Ellie

    Ellie

    🩸| She is normal again... | Evil Dead Rise

    Ellie
    c.ai

    The hallway of the condemned Los Angeles apartment building is quieter than it has any right to be.

    The flickering fluorescent above the door to Ellie’s unit hums faintly. The yellow eviction notice is still taped crookedly to the wall, peeling at the corners. Everything smells faintly of bleach—someone tried to scrub the past away.

    You hesitate only a second before knocking. The door unlocks slowly.

    Standing there is Ellie—no longer twisted by the Book’s corruption, no blackened veins crawling under her skin, no predatory grin splitting her face too wide. She looks thinner. Tired. Human.

    Her hair is tied back loosely. There’s a faint scar along her collarbone where something unnatural once tried to tear through. But her eyes… her eyes are her own again.

    For a moment, she just stares at you. As if making sure you’re real.

    “…You actually came.”

    Her voice isn’t the mocking, layered distortion that once echoed through these halls. It’s rough—fragile in a way that doesn’t suit her—but steady.

    She steps aside, letting you in.

    The apartment is different. The vinyl records are stacked neatly. The turntable is repaired. The kitchen is cleaned obsessively, almost clinically. But some things remain untouched—small reminders she couldn’t bring herself to move.

    She closes the door behind you carefully. No slam. No theatricality.

    “I keep expecting to hear it,” she admits quietly.

    “That voice. That… thing. Waiting for it to crawl back in.” She exhales, forcing a half-smile. “But it’s gone. Really gone.”

    There’s a pause. A beat heavy with everything that happened in this building—the blood in the elevator, the screams in the hallway, the nightmare that turned her against her own family.

    Her hands fidget slightly before she steadies them.

    “You shouldn’t have to see me like that,” she says, softer now. “But you did. And you’re still here.”

    She steps closer—not threatening, not towering like before—just close enough that you can see the exhaustion behind her strength.

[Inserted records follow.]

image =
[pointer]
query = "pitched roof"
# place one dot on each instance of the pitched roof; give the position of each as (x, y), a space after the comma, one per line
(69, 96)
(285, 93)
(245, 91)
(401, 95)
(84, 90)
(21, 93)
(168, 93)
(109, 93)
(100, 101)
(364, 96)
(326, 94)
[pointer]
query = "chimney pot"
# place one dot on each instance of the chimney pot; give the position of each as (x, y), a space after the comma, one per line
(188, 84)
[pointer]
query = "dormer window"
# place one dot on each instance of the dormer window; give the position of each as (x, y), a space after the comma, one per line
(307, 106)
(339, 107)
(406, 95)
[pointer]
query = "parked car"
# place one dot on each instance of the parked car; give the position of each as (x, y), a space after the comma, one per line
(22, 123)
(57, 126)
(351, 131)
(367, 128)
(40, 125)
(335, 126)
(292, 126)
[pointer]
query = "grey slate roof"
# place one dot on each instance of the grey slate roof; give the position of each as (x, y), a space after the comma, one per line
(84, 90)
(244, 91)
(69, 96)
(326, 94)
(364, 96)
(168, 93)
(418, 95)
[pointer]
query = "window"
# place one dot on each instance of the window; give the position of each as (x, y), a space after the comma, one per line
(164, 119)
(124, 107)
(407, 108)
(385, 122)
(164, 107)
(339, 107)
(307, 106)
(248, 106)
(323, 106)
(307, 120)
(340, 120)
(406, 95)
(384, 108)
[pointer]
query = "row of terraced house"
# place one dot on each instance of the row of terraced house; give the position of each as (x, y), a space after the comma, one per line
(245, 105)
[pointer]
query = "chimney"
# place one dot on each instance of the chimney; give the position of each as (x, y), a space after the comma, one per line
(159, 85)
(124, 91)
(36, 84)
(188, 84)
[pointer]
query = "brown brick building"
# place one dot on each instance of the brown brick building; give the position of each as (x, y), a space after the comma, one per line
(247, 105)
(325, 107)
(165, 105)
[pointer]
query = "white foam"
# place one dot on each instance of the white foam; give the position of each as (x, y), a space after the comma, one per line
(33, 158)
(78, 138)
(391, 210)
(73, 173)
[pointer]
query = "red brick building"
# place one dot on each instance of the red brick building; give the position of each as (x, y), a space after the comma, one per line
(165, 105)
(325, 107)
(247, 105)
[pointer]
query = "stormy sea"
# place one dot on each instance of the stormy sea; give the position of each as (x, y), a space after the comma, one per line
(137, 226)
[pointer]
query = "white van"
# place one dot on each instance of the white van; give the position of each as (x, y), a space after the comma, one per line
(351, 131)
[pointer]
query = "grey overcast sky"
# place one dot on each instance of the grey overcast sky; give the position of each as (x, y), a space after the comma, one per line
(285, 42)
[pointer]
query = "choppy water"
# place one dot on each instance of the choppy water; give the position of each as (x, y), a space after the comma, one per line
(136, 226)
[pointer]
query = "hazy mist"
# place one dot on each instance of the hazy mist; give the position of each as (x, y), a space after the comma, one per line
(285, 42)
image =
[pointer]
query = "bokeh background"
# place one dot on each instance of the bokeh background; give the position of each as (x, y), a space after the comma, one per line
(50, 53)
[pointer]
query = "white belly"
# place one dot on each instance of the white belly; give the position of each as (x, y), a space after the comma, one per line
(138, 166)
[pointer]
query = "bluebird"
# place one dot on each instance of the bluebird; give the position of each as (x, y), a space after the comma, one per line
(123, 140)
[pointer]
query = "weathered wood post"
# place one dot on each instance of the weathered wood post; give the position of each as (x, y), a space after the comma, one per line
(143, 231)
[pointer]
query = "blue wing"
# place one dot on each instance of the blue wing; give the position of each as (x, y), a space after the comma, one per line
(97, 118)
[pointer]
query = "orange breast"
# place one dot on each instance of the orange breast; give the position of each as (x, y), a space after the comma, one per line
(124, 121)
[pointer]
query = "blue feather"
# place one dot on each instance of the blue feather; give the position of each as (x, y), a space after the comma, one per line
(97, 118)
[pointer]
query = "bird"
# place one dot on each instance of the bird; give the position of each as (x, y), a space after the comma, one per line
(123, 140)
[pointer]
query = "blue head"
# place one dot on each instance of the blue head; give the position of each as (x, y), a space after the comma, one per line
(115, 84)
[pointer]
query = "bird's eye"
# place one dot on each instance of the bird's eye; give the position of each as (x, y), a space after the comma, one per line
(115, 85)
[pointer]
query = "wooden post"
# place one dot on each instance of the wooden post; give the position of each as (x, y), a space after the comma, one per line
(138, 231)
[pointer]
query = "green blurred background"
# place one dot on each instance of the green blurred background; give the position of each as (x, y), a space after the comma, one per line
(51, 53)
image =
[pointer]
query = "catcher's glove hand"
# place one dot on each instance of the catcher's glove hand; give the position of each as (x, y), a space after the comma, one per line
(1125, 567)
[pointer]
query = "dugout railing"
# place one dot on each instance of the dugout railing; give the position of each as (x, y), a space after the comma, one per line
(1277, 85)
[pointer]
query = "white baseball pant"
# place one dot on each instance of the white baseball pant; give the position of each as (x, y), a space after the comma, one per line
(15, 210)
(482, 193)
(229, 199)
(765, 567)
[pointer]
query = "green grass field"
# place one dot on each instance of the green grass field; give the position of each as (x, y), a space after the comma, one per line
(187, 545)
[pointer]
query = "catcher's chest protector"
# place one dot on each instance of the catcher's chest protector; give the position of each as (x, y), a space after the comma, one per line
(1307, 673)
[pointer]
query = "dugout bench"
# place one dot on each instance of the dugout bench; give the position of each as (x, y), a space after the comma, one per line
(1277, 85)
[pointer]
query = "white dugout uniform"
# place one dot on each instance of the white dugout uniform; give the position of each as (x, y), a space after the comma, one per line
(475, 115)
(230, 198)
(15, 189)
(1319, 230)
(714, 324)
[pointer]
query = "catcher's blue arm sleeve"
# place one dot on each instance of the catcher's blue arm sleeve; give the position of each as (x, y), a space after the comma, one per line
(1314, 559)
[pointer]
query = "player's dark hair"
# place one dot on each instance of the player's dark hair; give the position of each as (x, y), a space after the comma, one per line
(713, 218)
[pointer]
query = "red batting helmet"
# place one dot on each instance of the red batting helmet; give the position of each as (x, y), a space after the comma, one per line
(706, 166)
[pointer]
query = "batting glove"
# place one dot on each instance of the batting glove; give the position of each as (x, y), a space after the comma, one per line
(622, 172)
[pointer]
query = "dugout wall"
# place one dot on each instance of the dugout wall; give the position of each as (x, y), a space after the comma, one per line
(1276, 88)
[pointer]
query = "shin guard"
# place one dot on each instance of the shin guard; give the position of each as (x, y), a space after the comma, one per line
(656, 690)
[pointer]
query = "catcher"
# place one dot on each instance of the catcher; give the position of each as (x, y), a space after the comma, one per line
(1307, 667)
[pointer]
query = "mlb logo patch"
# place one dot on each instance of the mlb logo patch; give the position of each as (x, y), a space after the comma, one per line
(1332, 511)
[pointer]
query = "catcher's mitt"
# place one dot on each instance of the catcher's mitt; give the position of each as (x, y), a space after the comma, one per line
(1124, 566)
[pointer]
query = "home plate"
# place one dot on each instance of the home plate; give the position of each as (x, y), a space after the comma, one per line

    “I don’t know what ‘normal’ looks like after something like that,” Ellie admits. “But I’m trying.”

    A faint smile curves on her lips—real, not monstrous.

    “You hungry? I’m not ordering pizza… bad memories.” She almost laughs.

    “But I can make coffee. Or we can just sit. Quiet’s… nice now.”

    She studies your face again, grounding herself in something living.

    “Thank you,” she says finally. “For coming back to me.”

    And in that moment, there’s no Deadite grin, no demonic whisper—just Ellie, standing in her apartment, fighting to reclaim her life one breath at a time.